Range Value: When you have to search for records in range, like all the people from Alex to Kim.
Order By: When your queries mostly use ORDER BY, the index makes it efficient because records are already stored in order.
Things to keep in mind while creating:
- Column Order: Column order is very important for B-Tree indexes because data stored in order, so let support you crated an index with KEY(first_name, last_name) and if you search for all people whose last_name start with John, the index won’t gonna help you because you skip the column first_name, so the index is only gonna use when you search the info in the same order of the index.
Hash Indexes: Hash index is built on the top of the hash table which is helpful for exact lookup, so what MySql does is when we create a Hash index MySql compute the hash code and link a pointer to the equivalent row to it for faster lookups.
When to use this:
- Exact Matching: Hash index only helpful when you have queries for exact lookups.
Things to keep in mind:
Hash Index does not help in range queries.

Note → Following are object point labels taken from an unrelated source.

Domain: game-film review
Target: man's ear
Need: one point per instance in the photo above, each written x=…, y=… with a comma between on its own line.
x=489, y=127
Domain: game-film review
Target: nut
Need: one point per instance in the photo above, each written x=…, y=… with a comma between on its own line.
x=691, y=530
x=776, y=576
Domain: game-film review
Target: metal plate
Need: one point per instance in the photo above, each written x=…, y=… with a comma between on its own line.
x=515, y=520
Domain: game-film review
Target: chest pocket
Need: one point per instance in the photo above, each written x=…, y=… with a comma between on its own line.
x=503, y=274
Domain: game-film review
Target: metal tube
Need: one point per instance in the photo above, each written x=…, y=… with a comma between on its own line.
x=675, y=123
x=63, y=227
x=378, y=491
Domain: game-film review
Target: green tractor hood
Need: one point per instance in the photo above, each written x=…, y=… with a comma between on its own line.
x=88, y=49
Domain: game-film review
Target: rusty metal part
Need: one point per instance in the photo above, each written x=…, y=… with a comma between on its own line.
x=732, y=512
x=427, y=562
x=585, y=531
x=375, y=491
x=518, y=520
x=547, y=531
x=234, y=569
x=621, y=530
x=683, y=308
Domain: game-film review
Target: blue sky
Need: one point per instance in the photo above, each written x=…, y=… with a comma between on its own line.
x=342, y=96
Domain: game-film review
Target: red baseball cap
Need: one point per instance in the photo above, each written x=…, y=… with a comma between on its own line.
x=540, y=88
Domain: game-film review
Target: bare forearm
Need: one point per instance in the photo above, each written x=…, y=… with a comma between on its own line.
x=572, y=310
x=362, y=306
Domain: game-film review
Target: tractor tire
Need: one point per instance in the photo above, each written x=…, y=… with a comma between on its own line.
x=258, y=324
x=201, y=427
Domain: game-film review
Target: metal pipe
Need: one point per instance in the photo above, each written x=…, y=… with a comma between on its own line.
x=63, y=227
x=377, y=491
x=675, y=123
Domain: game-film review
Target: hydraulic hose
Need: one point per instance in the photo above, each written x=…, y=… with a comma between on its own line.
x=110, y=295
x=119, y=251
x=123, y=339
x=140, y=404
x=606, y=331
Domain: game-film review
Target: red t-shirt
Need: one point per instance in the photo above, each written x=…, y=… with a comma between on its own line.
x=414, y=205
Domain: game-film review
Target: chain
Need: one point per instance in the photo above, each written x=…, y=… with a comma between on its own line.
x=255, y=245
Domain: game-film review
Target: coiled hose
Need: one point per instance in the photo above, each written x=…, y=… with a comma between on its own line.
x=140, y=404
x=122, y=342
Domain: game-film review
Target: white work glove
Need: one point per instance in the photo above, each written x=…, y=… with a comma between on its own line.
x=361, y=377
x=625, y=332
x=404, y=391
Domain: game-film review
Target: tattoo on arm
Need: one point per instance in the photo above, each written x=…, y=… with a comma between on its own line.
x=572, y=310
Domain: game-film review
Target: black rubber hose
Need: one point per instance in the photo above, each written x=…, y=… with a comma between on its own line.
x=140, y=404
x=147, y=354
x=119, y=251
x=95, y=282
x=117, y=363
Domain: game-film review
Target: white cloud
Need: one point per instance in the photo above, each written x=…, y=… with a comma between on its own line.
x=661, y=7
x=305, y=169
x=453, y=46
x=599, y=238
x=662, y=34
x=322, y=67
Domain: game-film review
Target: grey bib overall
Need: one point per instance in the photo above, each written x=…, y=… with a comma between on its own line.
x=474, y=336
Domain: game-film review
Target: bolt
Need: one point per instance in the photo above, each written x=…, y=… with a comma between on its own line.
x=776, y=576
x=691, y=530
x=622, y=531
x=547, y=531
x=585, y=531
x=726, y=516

Hash Index does not work for partial key matching.
If you have an expression in the WHERE clause of your query then it won’t gonna use index, so make sure you don’t use expressions in WHERE clause.
SELECT * FROM USERS WHERE id + 1 = 3;
When you have to create an index that contains very long string so you can use prefix of strings instead whole string while creating an index to make your index efficient in terms of space and time.
Always make sure you retrieve only rows you need and avoid * as much as possible while selecting columns.
Instead of running one massive query, run a bunch of short queries so it won’t lock so many rows for a long time.
Use IN instead of JOIN whenever you can because IN is more efficient in caching than JOIN.
Use Indexes whenever you can.
Searching in IN clause takes log(n) in InnoDB engine.
Connection between the MySql Client and DataBase is Half Duplex. So when one side send data other side has to recieve entire message before responding.